Personally, my favorite piece by Jerry Goodman is Chapter 5 of Supermoney, titled “Somebody Must Have Done Something Right: The Lessons of the Master,” in which Goodman recounts meeting Benjamin Graham – and how that led Goodman to meet a then-obscure money manager named Warren Buffett. It was the first major profile of Buffett ever published and, in my opinion, is still one of the best.

Goodman met Buffett after Graham invited the writer to to help him revise The Intelligent Investor for its 1972 reprinting:

“There are really only two people I would want to work on this,” Graham said. “You’re one, and the other is Warren Buffett.”

“Who’s Warren Buffett?” I asked.

That led to several meetings between Goodman and Buffett, with Goodman capturing Buffett in his earnest analytical prime. Visiting Buffett in 1971, Goodman wrote:

We are driving down a street in Omaha; and we pass a large furniture store. I have to use letters in the story because I can’t remember the numbers. “See that store?” Warren says. “That’s a really good business. It has a square feet of floor space, does an annual volume of b, has an inventory of only c, and turns over its capital at d.”

“Why don’t you buy it?” I said.

“It’s privately held,” Warren said.

“Oh,” I said.

“I might buy it anyway,” Warren said. “Someday.”

And, sure enough, Buffett did buy Nebraska Furniture Mart – 12 years later.

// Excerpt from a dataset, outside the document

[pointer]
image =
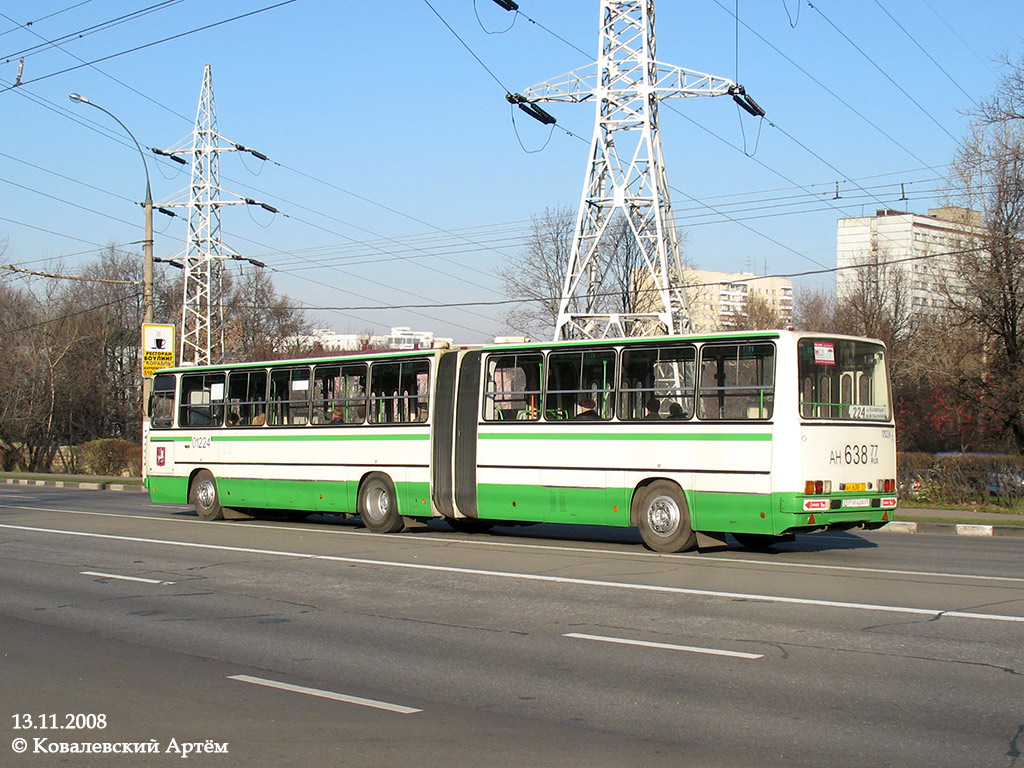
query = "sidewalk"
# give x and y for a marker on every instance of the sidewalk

In 2003, long after Graham’s death, I’d had the honor of editing the latest edition of Graham’s The Intelligent Investor.  I met Jerry Goodman only once, probably two or three years after that. I immediately recognized him from his television show, “‘Adam Smith’s Money World.” I went up to him and said, “Are you ‘Adam Smith’?” “No,” he answered puckishly as he shook my hand, “I’m Jerry Goodman.”

“I’m Jason Zweig,” I said, “and I —” He then said two of the kindest words anyone has ever said to me: “I know.”

I asked him the one question I most wanted to hear him answer: “Why didn’t you say yes when Ben Graham asked you to work on revising The Intelligent Investor with him?”

“I was just too busy then,” Jerry said. “I didn’t want to do it at all if I couldn’t do it right, and I knew I wouldn’t have the time for that.”

Buffett told me that Graham was so particular about his own writing that a working partnership with another writer probably wouldn’t have worked out in any event.

A last tip from Buffett: He recommends a 1963 movie called “The Wheeler Dealers,” starring James Garner and Lee Remick. The plot features a Texas oil man who comes to New York and falls in love with a female stock analyst on Wall Street. The screenplay was written by Jerry Goodman with “all that effervescence of his,” says Buffett. “It’s a fun movie.”

I’d never heard of the movie before.

I don’t know about you, but I’m watching it this weekend.